Pretty happy this morning. First email I read is from Routledge saying my paper “A sociocultural view of doctoral students’ relationships and agency’ is among the Top Cited Articles in Higher Education worldwide! Full list here. Journal link here.

This was one of the most fun papers to write. After following PhD students longitudinally, I started to think about what kinds of relationships were important in doctoral life and work, how they come about, what their pedagogic function might be, and how the creation and maintenance of these relationships might be theorised. The range of relationships took me by surprise – not just supervisors and peers on campus, but also people thousands of miles away, dead people, and cartoon characters (one student piloted her survey with Wile E Coyote!).

There was no recipe for what makes a good set of relationships to support students through their doctoral experience.
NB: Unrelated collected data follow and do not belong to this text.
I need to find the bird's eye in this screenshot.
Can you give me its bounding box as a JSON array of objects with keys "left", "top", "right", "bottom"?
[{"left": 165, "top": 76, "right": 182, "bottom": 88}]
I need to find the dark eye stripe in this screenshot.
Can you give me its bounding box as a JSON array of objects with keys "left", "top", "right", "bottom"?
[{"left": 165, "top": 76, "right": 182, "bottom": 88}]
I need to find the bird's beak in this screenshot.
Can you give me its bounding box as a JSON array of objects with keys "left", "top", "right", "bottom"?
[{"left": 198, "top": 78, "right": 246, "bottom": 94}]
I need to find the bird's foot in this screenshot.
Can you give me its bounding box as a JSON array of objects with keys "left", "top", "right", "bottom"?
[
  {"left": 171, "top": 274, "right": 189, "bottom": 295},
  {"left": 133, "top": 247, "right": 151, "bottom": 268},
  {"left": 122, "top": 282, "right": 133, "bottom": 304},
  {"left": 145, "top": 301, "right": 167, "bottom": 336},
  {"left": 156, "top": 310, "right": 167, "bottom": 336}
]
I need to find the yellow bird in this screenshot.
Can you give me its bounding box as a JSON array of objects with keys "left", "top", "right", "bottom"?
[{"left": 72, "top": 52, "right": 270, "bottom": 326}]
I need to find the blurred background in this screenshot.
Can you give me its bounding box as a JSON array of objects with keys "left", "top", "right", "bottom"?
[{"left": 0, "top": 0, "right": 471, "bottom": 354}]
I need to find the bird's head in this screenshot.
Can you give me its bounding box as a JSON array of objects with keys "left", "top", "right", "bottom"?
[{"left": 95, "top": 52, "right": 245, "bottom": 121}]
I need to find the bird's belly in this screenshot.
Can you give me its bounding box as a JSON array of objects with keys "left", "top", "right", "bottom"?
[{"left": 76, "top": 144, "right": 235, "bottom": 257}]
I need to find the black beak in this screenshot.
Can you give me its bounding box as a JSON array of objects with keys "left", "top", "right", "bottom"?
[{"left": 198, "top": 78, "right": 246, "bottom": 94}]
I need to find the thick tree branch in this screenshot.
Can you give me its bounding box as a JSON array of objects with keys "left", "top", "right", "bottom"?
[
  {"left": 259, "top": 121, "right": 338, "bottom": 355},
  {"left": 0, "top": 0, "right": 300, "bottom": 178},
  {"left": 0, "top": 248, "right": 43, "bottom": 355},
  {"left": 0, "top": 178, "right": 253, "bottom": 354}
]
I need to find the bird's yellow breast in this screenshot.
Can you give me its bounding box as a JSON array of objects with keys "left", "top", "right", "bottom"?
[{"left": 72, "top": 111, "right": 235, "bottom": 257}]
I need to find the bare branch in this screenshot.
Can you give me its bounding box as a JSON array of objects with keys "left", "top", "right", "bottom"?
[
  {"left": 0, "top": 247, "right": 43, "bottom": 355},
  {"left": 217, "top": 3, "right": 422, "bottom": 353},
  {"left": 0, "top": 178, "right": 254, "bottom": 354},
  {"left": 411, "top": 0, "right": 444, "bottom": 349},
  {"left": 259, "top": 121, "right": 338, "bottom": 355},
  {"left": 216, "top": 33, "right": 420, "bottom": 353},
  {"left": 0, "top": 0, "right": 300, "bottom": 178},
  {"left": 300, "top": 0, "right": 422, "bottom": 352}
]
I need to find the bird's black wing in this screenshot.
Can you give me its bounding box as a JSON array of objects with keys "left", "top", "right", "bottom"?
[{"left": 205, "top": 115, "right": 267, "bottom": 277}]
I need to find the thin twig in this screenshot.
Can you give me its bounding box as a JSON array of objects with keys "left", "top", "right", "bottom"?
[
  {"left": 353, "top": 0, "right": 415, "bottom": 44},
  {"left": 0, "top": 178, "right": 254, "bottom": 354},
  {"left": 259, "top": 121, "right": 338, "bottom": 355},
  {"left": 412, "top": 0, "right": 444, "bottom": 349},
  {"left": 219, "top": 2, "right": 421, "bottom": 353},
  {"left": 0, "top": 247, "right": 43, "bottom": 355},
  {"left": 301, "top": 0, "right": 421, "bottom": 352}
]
But what did emerge was that there seems to be a real knack in managing changes to existing relationships when you start a PhD, as well as cultivating new ones during that period. Being creative, imaginative and flexible can turn something solitary and lonely into something infused with interaction. Some students have highly diverse relationship networks, others focus more intensely on a core set of characters. The number isn’t important, what matters is the energy and agency required to keep them going, and cleverness in accessing and mobilising relationships for the right reasons and the right time.

One student, Lucy, had just found out the data she’d been waiting for for ages in order to do an economic history analysis, wasn’t going to work for her. Gutted, she called her friend doing a chemistry PhD. Why? Because that person was a close friend and she felt comfortable having a cry, but also because she knew chemists fail all the time, and could be reassured that setbacks are just part of the process. Genius.

Here’s the abstract:

Existing literature suggests that doctoral students’ learning and experience are significantly influenced by their relationships with a wide range of people within and beyond academic settings. However, there has been little theoretical work focused on these issues, and questions of agency in doctoral study are in need of further attention. This paper draws on sociocultural theory in the analysis of interviews conducted with 33 doctoral students across four UK research-intensive universities. It focuses on agency and frames others as mediating students’ experiences whether as embodied or represented in material, or imaginary form.